Secara konstitusional, Presiden memiliki kewenangan mengangkat dan memberhentikan menteri. Karena itu, tidak tepat memperdebatkan hak prerogatif Presiden. Namun, dalam negara demokrasi, kewenangan hukum tidak otomatis menghapus etika, kepantasan, penghormatan terhadap institusi dan kebutuhan akan akuntabilitas politik.
Pertanyaan publik tetap sah: apa alasan substantif pencopotan Purbaya?
Sampai saat ini, tidak terdapat penjelasan pemerintah yang secara terbuka menunjuk satu kesalahan fatal Purbaya sebagai alasan tunggal. Di sisi lain, sejumlah analisis mengaitkan masa jabatannya dengan kekhawatiran terhadap disiplin fiskal, ketidakpastian kebijakan, pelemahan rupiah, serta hubungan kebijakan fiskal dengan Bank Indonesia. Reuters mencatat bahwa pergantian tersebut dipandang sebagai upaya memulihkan kepercayaan investor dan menggeser pengelolaan ekonomi menuju pendekatan yang lebih dapat diprediksi.
Di sinilah sosok pengganti justru menjadi petunjuk penting.
Suahasil Nazara bukan figur asing. Ia adalah teknokrat yang lama berada di lingkungan Kementerian Keuangan, pernah memimpin Badan Kebijakan Fiskal dan menjabat Wakil Menteri Keuangan.

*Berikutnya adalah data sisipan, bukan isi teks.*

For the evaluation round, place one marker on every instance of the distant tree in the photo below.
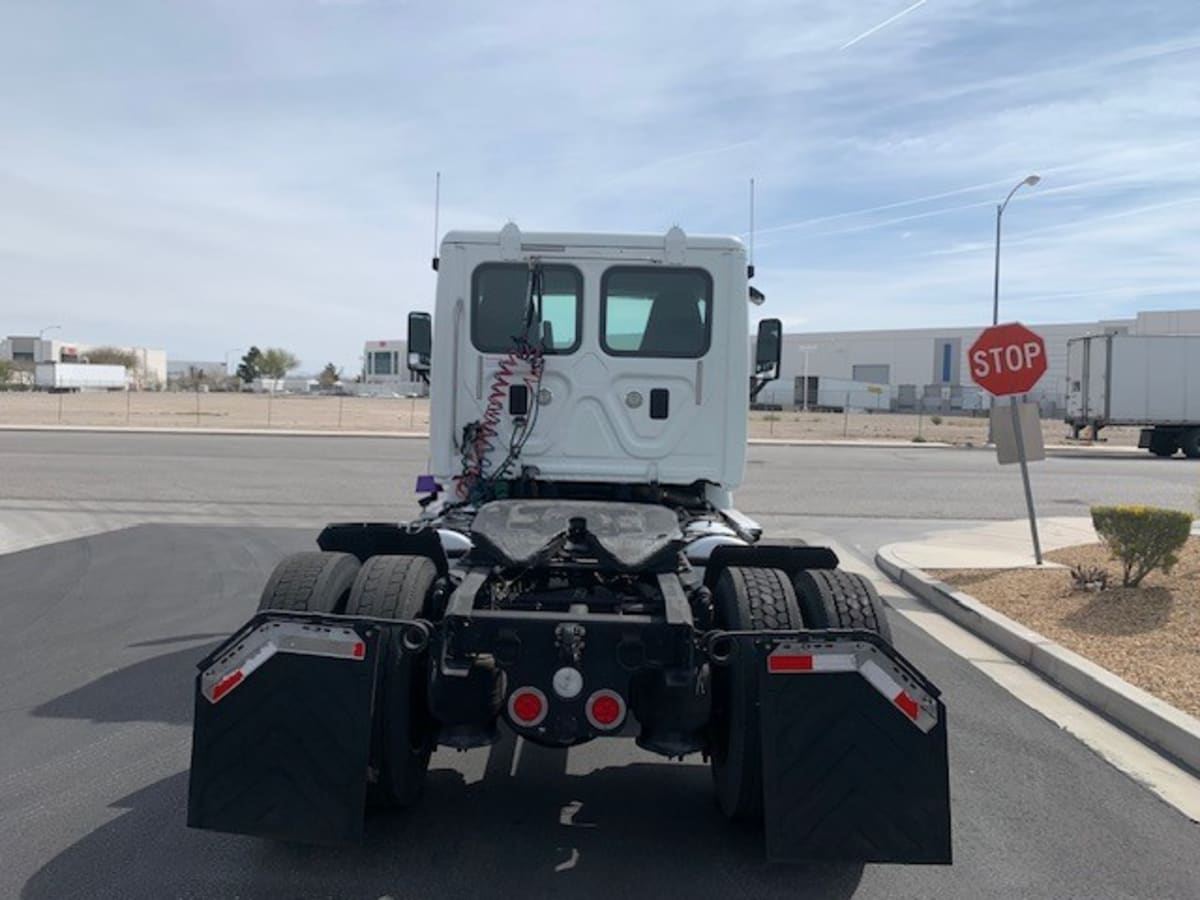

Ia bukan orang yang harus belajar dari nol mengenai mesin APBN.
Dengan demikian, pergantian Purbaya menjadi Suahasil dapat dibaca sebagai pergeseran gaya dan paradigma pengelolaan fiskal: dari pendekatan yang lebih agresif mengejar pertumbuhan menuju pendekatan yang menekankan kredibilitas APBN, disiplin fiskal, dan kepastian bagi pasar.
Tetapi persoalannya belum selesai.
Pemerintahan Prabowo mempunyai agenda ekonomi yang sangat besar. Program kesejahteraan, subsidi, pembangunan, investasi negara, dan berbagai proyek strategis membutuhkan pembiayaan yang tidak kecil. Pada saat bersamaan, pemerintah dituntut menjaga defisit APBN dan kepercayaan investor.

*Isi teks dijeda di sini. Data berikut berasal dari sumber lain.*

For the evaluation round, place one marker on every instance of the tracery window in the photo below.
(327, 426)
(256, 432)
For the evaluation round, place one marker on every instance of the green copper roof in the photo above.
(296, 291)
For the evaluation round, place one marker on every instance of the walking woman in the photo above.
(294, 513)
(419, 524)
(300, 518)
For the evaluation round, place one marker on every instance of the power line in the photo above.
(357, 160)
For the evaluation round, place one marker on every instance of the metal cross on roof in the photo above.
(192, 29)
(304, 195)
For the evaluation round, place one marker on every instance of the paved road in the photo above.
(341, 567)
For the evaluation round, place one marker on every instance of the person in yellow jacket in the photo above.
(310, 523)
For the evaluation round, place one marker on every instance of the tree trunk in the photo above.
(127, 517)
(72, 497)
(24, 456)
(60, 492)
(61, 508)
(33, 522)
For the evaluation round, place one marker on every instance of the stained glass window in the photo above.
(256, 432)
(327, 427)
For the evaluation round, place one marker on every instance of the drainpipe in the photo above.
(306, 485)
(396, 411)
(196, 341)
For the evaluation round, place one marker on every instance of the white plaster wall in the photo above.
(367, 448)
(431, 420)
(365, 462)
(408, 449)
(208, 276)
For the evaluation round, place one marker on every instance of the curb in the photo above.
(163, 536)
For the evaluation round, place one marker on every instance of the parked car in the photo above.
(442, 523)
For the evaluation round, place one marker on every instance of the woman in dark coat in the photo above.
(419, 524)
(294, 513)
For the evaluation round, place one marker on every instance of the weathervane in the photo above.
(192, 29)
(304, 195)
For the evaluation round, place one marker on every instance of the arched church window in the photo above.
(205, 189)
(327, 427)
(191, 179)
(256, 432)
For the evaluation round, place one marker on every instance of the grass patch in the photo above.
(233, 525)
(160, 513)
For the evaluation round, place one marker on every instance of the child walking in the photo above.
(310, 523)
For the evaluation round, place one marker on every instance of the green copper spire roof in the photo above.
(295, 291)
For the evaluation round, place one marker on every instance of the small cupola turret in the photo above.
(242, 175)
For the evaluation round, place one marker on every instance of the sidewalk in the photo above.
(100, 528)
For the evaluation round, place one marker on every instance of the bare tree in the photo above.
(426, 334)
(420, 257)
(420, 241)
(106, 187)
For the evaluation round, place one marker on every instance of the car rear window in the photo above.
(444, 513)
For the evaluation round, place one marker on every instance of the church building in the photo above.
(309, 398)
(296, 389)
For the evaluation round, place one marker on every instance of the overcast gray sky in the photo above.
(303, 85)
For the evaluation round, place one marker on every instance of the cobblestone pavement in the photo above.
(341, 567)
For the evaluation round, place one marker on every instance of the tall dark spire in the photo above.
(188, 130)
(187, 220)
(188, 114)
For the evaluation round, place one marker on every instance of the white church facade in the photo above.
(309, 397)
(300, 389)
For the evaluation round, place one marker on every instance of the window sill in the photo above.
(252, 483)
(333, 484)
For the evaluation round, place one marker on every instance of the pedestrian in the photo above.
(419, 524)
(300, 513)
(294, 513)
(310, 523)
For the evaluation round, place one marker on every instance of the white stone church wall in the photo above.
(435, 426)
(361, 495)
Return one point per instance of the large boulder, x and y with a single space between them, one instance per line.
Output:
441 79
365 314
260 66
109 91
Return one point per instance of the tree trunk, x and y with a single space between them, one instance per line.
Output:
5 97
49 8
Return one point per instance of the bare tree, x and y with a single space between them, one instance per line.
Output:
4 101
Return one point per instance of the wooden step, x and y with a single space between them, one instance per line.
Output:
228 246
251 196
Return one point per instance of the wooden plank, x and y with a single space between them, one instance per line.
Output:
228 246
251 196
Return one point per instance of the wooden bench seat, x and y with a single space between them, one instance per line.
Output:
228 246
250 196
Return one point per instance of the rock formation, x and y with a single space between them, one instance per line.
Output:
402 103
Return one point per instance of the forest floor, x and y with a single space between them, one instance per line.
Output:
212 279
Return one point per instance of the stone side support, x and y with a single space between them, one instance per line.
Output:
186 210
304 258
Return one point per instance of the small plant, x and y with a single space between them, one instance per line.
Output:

Maka, persoalan sesungguhnya bukan sekadar siapa Menteri Keuangannya.
Persoalannya adalah: seberapa besar ambisi politik pemerintah mampu ditopang oleh kapasitas fiskal negara?
Pencopotan Purbaya juga memunculkan spekulasi mengenai dinamika antara Kementerian Keuangan, BUMN, Danantara dan institusi ekonomi lainnya. Namun, spekulasi harus tetap ditempatkan sebagai spekulasi. Belum ada bukti publik yang cukup untuk menyimpulkan bahwa pencopotan Purbaya merupakan akibat konflik kepentingan tertentu.

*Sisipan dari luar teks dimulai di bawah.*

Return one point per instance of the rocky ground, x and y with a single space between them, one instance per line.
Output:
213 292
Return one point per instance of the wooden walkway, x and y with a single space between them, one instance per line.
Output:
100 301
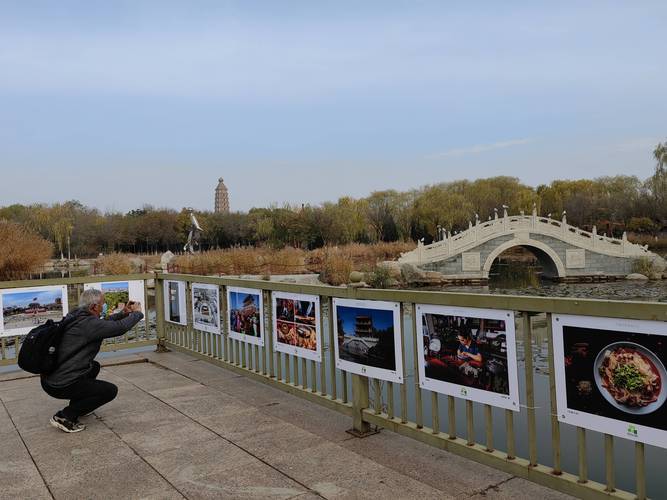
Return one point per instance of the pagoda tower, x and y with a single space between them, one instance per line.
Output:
221 198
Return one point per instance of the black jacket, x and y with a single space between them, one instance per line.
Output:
82 341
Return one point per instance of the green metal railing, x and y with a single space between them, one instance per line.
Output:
531 443
446 422
143 334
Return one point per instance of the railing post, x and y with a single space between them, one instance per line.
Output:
360 402
159 311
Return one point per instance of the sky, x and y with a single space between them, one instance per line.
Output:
125 103
23 299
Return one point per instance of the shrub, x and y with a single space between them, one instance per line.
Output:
643 265
21 251
336 267
380 277
114 263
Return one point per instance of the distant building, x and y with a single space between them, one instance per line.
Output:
221 198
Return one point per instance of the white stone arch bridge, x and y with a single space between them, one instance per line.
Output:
563 251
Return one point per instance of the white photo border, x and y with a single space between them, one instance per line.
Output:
300 352
620 428
135 290
182 302
365 370
198 326
26 330
509 401
249 339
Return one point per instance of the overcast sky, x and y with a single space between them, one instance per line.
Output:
122 103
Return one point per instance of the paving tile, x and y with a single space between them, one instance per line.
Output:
211 433
279 440
335 472
520 489
129 479
256 481
191 463
429 465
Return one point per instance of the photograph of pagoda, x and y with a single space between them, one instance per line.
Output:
366 336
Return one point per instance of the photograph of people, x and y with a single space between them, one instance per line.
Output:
245 314
469 352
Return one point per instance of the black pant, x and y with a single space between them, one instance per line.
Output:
85 395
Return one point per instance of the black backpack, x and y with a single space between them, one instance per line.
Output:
39 351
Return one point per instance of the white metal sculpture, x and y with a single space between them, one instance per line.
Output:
193 235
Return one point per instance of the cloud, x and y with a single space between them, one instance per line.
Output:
638 144
480 148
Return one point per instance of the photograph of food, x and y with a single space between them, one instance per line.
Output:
616 374
631 377
296 324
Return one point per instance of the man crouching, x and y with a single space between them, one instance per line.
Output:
75 377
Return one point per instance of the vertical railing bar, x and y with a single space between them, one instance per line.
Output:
555 424
530 389
377 403
323 368
640 471
304 373
488 413
509 431
390 401
258 368
451 406
435 413
609 463
224 313
295 366
267 350
237 350
470 424
403 388
269 339
344 388
313 376
581 454
332 352
279 366
146 319
418 391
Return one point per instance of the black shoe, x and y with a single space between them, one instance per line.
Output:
66 425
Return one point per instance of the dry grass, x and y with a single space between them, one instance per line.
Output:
21 251
363 257
654 242
114 263
235 261
336 266
334 263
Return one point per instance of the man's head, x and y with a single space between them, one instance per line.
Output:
92 301
464 336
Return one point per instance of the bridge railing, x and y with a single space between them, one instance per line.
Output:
487 230
530 443
143 334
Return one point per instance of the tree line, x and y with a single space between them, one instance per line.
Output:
613 204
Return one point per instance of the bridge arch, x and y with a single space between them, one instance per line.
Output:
546 256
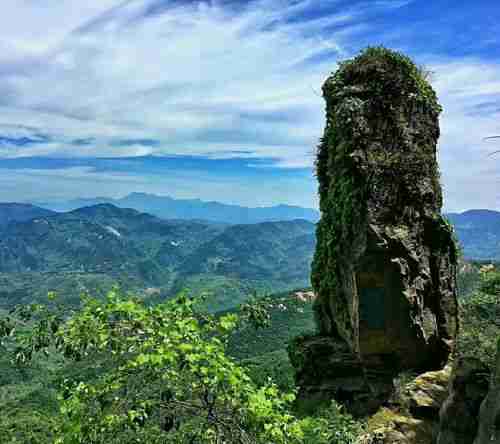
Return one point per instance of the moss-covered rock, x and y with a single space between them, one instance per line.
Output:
384 270
489 417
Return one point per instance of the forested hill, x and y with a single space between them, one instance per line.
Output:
92 247
19 212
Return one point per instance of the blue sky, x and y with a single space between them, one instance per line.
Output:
220 100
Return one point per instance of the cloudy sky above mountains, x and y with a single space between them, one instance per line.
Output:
220 99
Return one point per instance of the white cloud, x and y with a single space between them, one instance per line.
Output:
205 78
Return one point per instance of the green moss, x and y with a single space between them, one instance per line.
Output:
378 82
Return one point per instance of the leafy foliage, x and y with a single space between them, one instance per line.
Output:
160 374
481 319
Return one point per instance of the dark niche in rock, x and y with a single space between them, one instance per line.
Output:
384 270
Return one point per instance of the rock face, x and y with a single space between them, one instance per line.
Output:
384 271
489 416
459 413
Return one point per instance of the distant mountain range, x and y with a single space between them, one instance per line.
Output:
153 255
16 212
478 232
83 249
170 208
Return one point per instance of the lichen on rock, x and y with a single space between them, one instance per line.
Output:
384 270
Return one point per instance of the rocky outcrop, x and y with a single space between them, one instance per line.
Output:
459 413
489 417
412 416
384 270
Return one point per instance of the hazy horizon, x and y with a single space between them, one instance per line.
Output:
220 100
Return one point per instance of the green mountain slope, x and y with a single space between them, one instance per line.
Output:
478 232
170 208
16 212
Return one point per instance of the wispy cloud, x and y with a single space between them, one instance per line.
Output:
222 79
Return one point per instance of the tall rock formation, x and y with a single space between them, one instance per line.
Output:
385 265
489 417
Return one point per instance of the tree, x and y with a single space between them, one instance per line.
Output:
161 375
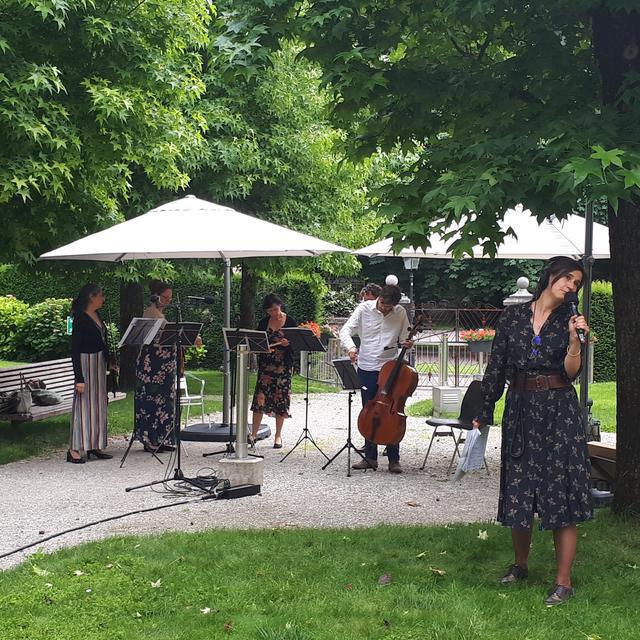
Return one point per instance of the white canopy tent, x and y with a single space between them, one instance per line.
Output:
533 240
194 228
575 236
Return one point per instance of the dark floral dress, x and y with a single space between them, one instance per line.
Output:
273 386
545 467
155 394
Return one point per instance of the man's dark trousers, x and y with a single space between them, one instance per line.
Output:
369 379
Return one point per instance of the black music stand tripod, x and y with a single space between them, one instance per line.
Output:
350 382
302 339
180 334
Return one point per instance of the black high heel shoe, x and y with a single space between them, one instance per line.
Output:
70 458
98 454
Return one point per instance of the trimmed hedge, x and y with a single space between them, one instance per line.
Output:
40 339
602 323
43 333
12 315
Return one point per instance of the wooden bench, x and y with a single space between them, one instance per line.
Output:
57 375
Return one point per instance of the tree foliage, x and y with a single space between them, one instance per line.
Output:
91 92
503 102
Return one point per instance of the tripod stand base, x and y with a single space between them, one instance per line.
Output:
217 432
243 471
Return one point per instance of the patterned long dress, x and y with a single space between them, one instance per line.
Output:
545 466
155 394
273 387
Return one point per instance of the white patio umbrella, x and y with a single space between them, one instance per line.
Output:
553 237
194 228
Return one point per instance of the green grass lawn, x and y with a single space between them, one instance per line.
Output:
603 395
26 439
442 584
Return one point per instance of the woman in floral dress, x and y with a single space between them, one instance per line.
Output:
273 386
156 383
545 466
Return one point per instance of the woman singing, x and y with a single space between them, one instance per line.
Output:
90 355
545 466
273 386
156 382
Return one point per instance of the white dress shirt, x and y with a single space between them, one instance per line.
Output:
379 334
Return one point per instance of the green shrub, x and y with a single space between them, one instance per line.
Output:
43 333
49 280
303 295
602 323
195 356
12 315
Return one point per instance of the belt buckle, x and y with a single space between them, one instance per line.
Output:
542 383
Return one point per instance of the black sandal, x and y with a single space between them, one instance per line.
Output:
98 454
514 574
558 595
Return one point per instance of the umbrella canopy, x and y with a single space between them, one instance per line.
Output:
192 228
552 237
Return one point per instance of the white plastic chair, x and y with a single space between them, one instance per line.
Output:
189 399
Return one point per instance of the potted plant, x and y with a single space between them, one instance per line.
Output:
480 340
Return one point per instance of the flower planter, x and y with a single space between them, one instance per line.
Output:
480 346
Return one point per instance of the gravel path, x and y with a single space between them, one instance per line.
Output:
46 495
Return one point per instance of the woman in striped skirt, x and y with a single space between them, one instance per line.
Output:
90 355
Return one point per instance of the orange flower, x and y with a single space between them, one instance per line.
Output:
477 335
310 324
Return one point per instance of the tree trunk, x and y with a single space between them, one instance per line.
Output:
616 46
131 306
248 289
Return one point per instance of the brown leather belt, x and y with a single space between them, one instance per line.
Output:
531 383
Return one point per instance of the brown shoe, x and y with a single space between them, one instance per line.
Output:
365 464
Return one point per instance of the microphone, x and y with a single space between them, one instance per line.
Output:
571 299
201 299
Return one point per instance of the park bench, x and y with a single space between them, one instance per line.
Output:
57 375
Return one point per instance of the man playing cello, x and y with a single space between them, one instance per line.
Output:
381 324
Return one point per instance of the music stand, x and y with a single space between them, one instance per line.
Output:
180 334
257 342
140 332
303 339
350 382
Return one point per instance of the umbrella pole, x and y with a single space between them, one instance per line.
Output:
587 260
226 355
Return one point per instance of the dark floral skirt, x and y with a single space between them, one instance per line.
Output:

Justru karena itulah pemerintah perlu terbuka.
Jika Purbaya dicopot karena kebijakan fiskalnya dianggap keliru, publik berhak mengetahui kebijakan mana yang dianggap gagal.
Jika karena komunikasi publik, jelaskan indikator dan dampaknya terhadap pasar.
Jika karena koordinasi antarlembaga, jelaskan di mana letak persoalannya.
Dan jika memang terjadi perubahan strategi ekonomi, sampaikan secara terbuka kepada rakyat ke mana arah baru ekonomi Indonesia.
Jangan sampai pergantian Menteri Keuangan hanya menghasilkan satu kesan: orangnya berganti, tetapi persoalan fundamental ekonomi tetap sama.
Sebab Menteri Keuangan bukan sekadar pejabat kabinet. Ia adalah penjaga pintu terakhir uang negara.
Dan ketika penjaga pintu itu diganti secara mendadak, pertanyaan publik bukanlah bentuk pembangkangan.
Itulah mekanisme kontrol dalam demokrasi.
Karena pada akhirnya, yang harus dipertanggungjawabkan bukan hanya nasib Purbaya. Yang jauh lebih penting adalah nasib APBN, arah ekonomi nasional, dan uang rakyat.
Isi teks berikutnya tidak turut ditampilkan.